Wilayah Indonesia merupakan wilayah yang dilalui jalur ring of fire, dimana wilayah Indonesia memiliki 129 gunung berapi yang masih aktif. Wilayah Indonesia pun terletak pada pertemuan tiga lempeng tektonik aktif dunia, yaitu Lempeng Indo-Australia, Eurasia, dan Pasifik.
Oleh karena itu, Indonesia berpotensi terhadap bencana alam seperti gempa, tsunami, dan gunung meletus.
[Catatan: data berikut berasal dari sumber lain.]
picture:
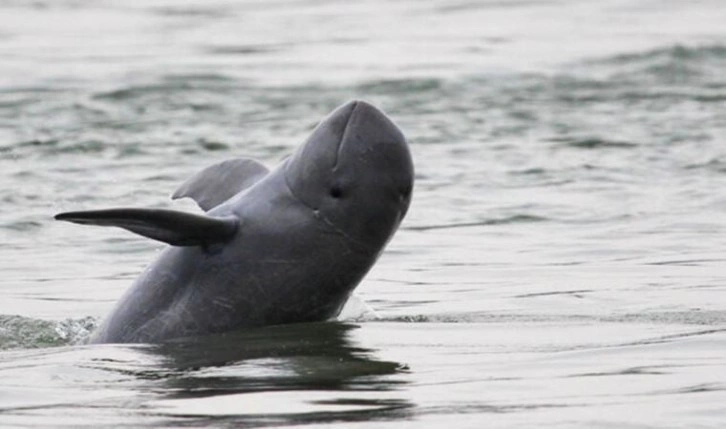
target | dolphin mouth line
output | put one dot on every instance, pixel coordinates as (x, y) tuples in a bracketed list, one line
[(316, 213)]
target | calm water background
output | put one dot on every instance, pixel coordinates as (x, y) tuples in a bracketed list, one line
[(562, 264)]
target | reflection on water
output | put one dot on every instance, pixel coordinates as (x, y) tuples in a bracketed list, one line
[(562, 263)]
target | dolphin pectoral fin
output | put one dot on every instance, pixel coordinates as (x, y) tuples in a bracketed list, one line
[(173, 227), (219, 182)]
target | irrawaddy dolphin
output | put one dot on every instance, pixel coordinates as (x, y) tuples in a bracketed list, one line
[(274, 247)]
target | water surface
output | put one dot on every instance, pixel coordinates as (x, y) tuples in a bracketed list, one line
[(561, 264)]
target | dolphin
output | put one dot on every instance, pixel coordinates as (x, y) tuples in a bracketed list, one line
[(273, 247)]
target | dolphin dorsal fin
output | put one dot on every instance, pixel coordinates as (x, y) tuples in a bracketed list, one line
[(220, 182), (170, 226)]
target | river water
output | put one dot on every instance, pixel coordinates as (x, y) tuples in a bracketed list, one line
[(561, 266)]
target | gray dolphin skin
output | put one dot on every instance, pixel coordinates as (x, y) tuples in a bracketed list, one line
[(274, 247)]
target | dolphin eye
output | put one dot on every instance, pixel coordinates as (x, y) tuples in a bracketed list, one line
[(336, 192), (406, 191)]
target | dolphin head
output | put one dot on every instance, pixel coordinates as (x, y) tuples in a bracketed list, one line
[(355, 172)]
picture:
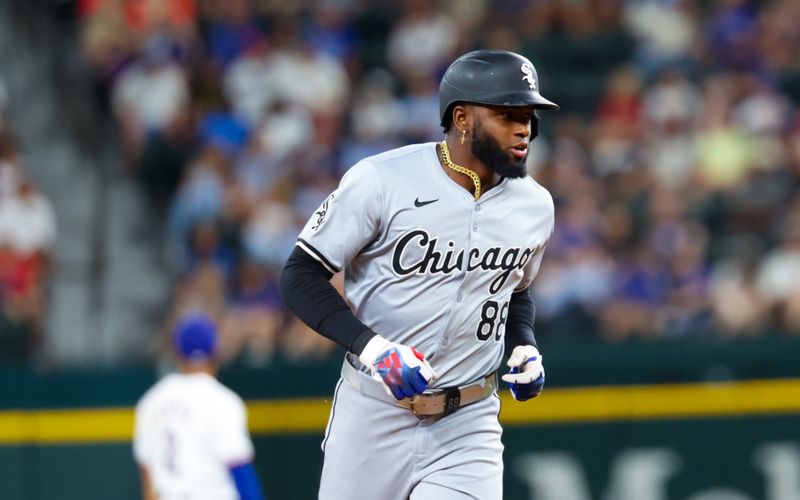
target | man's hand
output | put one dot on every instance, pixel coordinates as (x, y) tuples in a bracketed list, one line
[(403, 370), (527, 373)]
Wilayah Indonesia yang tropis juga berpotensi terjadi bencana alam lainnya seperti banjir, tanah longsor, angin puting beliung, hujan ekstrem, dan kekeringan.
Sebagaimana umat Islam yakini bahwa turunnya bencana alam merupakan qadha’ atau ketetapan dari Allah. Manusia tidak dapat mengendalikan kapan terjadi suatu bencana sebagaimana gempa di Lombok. Namun, ada beberapa ikhtiar atau usaha yang dapat dilakukan manusia dalam menanggulangi bencana alam. Menyelamatkan diri sendiri atau orang lain dari bencana adalah hal yang wajib dilakukan karena termasuk dalam kategori ikhtiar.
Berbicara mengenai ikhtiar yang dilakukan ketika bencana alam terjadi, maka sepatutnya melihat teladan dari Khalifah Umar bin Khattab. Pada masa Umar bin Khattab menjabat sebagai amirul mukminin, terjadi musim paceklik di seluruh kawasan jazirah Arab. Tanaman-tanaman gagal panen, termasuk lahan-lahan di sekitar lembah Sungai Euprat, Tigris, dan Nil. Banyak orang-orang yang masuk ke Madinah untuk meminta bantuan pemerintah. Akhirnya Khalifah Umar membentuk tim untuk menanggulangi bencana kekeringan ini.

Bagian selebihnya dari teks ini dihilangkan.